Every year about 200,000 patients in the United States need a new heart valve because they have severe aortic stenosis. This is a health in which the aortic valve starts to narrow and influence the efficient flow of blood from the heart to the other parts of the body. This can lead to congestive heart failure and sudden death.
Open-heart surgery is a very common procedure for such heart patients. However for some who are too old, too sick or may have had chest surgery before, this is not the option.
A less invasive procedure is now available for these patients. The doctor has to mount a valve on a catheter and then insert it into the patient's groin or chest and thread it towards the heart.
This technique does not wish stopping the heart and placing the outpatient on a heart-lung bypass machine, so weaker or sicker patients can feel the procedure. Without valve replacement, the life expectancy of patients with severe aortic stenosis is typically less than five years.

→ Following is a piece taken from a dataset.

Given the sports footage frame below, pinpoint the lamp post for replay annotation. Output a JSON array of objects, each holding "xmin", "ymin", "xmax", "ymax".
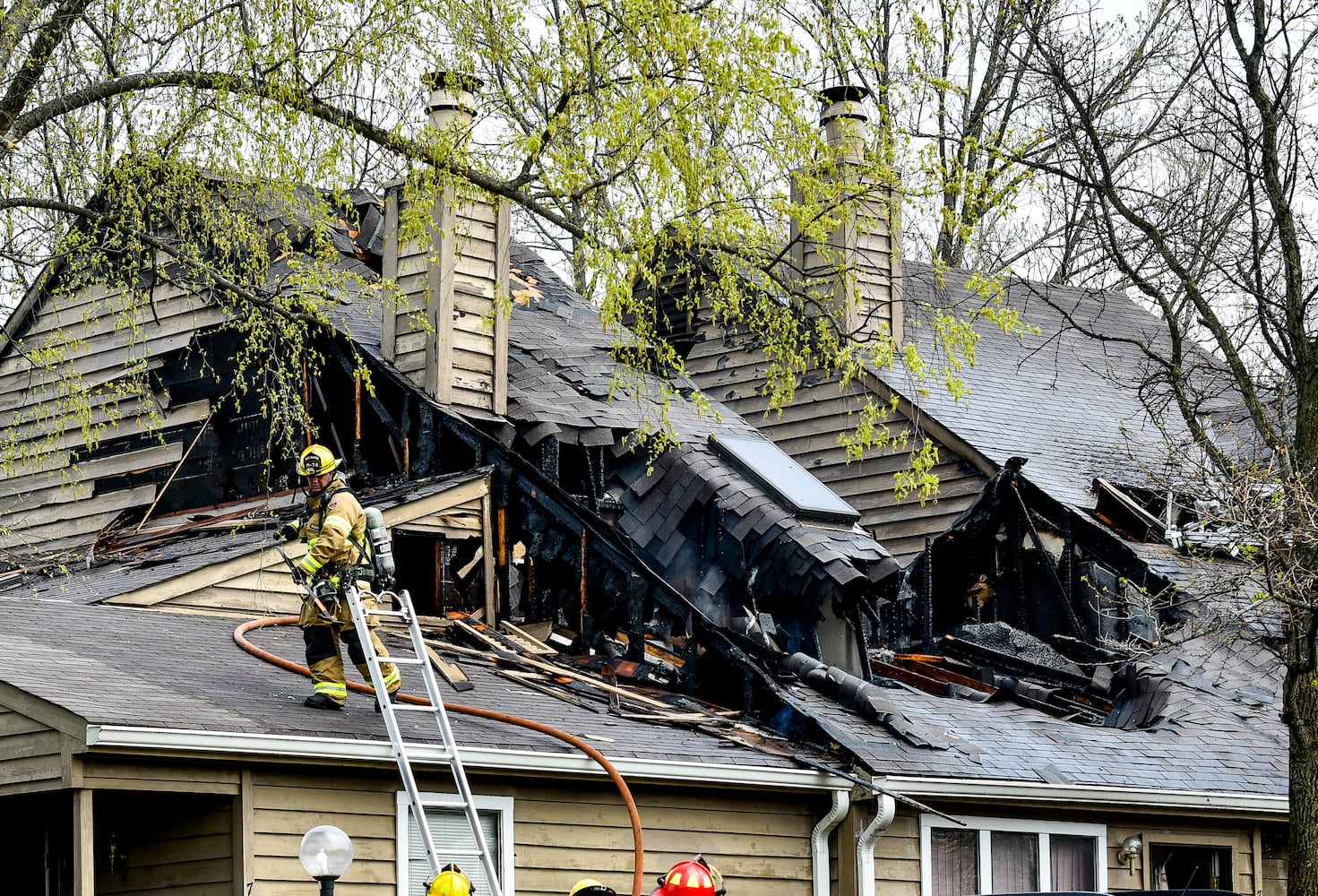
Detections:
[{"xmin": 297, "ymin": 825, "xmax": 352, "ymax": 896}]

This two-hour procedure to replace the damaged aortic valve with a 'stent-supported valve' was pioneered in France in 2002. In February 2009, Singapore became the first country in Asia to achieve it.
Since then, five elderly patients have undergone this procedure at the Singapore general Hospital's National Heart Centre. This medicine is recommended only to patients who have no other options or who are suffering from narrowed-valve symptoms like chest pain and breathlessness.
This procedure is still relatively new and how long the valve will last and the long term effects are still unknown. Comparatively the artificial valves used in accepted open-heart surgery lasts 10 to 20 years. For this reason, the hospital is not promoting the procedure to younger patients and those who are eligible for acceptable surgery.
There are also risk factors and a outpatient undergoing such procedure can die from a punctured blood vessel.
The success rates for this transcatheter technique in Usa and Europe have been reported to be 90%.
The accepted valve costs about Us00 while the new valve is approximately 10 times more, though this is thinkable, to be reduced in time.
With an aging population, the heart centres in Singapore are thinkable, to treat an expanding whole of patients with valve problems.